We've all been there – refreshing Analytics or StatCounter every few minutes to see how many more visits our articles have received. We all have our own motivations for increasing traffic to our site, be it monetization, pride, credibility. You can accomplish an increase in traffic by ensuring each publication receives a healthy amount of promotion. This Quick and Dirty article traffic checklist includes simple methods for getting your publications in front of your audience.
Poor on-site optimization can severely hold back an article from reaching high rankings in major search engines. Keyword focused content remains important; the idea that after Google's Panda update a keyword focused post automatically equates to low quality user experience is completely false.
So what exactly should you optimize? The most effective element of a document to optimize is the title tag, and a title tag is only as effective as the keyword research behind it. If your site is struggling to bring in traffic, now is not the time to be cute with your title tags. Until your site is a strong enough brand to acquire links with little effort beyond publication itself, your best bet in increasing CTR and thus traffic is to align your title tag with the queries that will be used to find your article.
Most likely, your article covers a subject that has been discussed before from a different angle. You can use those other successful articles to your advantage.

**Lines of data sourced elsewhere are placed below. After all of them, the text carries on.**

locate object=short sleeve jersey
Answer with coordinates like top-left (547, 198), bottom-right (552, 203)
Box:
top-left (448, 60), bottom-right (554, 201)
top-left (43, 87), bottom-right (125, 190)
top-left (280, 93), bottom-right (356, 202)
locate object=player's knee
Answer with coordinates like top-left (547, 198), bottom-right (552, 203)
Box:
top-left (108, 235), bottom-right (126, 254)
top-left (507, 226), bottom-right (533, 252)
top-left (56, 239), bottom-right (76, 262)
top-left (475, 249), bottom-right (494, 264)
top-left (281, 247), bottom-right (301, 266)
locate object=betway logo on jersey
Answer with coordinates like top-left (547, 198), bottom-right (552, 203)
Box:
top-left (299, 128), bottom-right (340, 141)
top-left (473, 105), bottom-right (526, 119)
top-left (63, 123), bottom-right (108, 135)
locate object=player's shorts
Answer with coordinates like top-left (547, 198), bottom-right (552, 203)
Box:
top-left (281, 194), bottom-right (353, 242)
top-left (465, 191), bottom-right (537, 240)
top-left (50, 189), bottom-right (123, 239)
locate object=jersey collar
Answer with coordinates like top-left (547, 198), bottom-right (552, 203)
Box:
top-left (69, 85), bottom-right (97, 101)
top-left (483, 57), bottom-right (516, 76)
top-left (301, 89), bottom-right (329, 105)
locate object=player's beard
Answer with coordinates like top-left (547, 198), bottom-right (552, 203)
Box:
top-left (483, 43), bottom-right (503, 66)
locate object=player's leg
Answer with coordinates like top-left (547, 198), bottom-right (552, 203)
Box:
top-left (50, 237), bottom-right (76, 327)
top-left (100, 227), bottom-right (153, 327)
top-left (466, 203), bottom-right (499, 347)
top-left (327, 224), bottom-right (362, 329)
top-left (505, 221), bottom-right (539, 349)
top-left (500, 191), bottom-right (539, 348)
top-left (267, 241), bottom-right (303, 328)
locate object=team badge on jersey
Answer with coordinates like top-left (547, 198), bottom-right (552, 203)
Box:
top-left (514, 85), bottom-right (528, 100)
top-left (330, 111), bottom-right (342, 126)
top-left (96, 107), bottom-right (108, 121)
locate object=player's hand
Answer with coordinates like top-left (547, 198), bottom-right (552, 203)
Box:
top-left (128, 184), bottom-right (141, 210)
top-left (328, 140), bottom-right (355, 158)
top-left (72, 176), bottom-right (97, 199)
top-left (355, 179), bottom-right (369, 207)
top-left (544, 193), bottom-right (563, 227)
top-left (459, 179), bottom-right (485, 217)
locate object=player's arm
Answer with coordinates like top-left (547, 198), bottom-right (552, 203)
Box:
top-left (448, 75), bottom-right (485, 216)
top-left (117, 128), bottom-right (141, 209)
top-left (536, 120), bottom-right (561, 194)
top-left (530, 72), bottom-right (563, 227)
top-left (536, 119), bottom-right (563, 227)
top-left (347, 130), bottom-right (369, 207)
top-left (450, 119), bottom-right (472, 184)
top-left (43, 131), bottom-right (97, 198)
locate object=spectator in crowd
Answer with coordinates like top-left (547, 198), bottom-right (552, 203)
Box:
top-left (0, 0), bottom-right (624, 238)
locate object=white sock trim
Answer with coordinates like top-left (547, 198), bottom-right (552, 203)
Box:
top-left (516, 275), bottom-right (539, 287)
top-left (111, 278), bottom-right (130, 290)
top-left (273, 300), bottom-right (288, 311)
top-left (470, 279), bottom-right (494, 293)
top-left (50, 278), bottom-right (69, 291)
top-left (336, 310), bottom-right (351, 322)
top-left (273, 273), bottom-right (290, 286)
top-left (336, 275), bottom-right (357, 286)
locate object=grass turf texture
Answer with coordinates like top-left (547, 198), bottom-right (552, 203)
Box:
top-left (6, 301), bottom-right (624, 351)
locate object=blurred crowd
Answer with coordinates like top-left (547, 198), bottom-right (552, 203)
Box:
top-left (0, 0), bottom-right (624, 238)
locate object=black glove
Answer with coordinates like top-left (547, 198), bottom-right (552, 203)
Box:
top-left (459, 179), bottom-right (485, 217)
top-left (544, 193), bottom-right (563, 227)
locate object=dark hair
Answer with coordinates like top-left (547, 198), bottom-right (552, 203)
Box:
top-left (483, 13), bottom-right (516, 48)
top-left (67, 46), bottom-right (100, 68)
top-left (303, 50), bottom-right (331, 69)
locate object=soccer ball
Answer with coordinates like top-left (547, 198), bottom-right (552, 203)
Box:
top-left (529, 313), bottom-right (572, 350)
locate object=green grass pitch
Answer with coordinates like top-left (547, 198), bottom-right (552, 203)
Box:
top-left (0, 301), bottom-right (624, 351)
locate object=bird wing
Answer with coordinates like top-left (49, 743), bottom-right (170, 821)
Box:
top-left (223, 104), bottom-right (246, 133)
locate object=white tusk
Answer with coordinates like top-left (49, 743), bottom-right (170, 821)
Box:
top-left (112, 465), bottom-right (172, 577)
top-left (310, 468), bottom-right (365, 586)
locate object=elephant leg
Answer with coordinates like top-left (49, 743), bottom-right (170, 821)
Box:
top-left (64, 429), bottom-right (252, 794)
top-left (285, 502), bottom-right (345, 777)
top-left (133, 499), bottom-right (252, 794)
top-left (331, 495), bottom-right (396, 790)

Do a Google search for the keywords you want your article to rank for, and filter the results by the past 24 hours, the past week, or the past month. Many blogs will allow you to leave a comment containing a link back to your own post, as long as you show some sort of logical justification for posting the link.
For example, in December of 2010, the Word Lens iPhone App was released and was an instant internet sensation. Word Lens uses the iPhone's camera to translate words in real-time. I noticed the Huffington Post had a fairly weak explanation of what the app did, and consisted mainly of the promotional video itself without any tests.
I quickly bought the app, ran some tests on Spanish signs and published the results. I then headed back to Huffington post and left a simple comment letting readers know I had published a review of the app. My review ended up receiving almost 1000 hits from that one comment alone. As long as what you're linking adds value and isn't obnoxiously promotional, blog owners generally allow your comment.
If you can narrow down your subject area to one word, you can find your audience talking about it on Twitter. While I generally think social media is a waste of time, searching Twitter for hash tags related to your article's subject area can actually yield some results.
One of the heart-breaking things about Twitter is that there are so many people talking, but very few people actually feel heard. If you're writing about SEO, do a Twitter search for #SEO, and look for people that look like they'd engage in a conversation.
Good Promotion Won't Save a Bad Article
No matter how well you promote an article, if the article sucks, your server logs will remain empty. I understand that finding time to create the best content on the web feels damn near impossible. Maybe you don't feel comfortable with the idea of posting anything less than one article a day, so you pop out whatever you can in an hour or less. While some people are gifted writers and can actually create link-worthy content in a very short period of time,the rest of us may need 3 weeks to come up with content worthy of going viral. Good content can succeed just as well as Great content if you have an established name.
So, I suggest you continue your regular article publishing routine, but find the strength and will to work on a truly link-worthy article over a period of 2 to 3 months. Spend 20-30 hours writing it, hire a designer to make it presentable, and hire a copywriter to look it over. Content that wreaks of creativity and value has a way of promoting itself.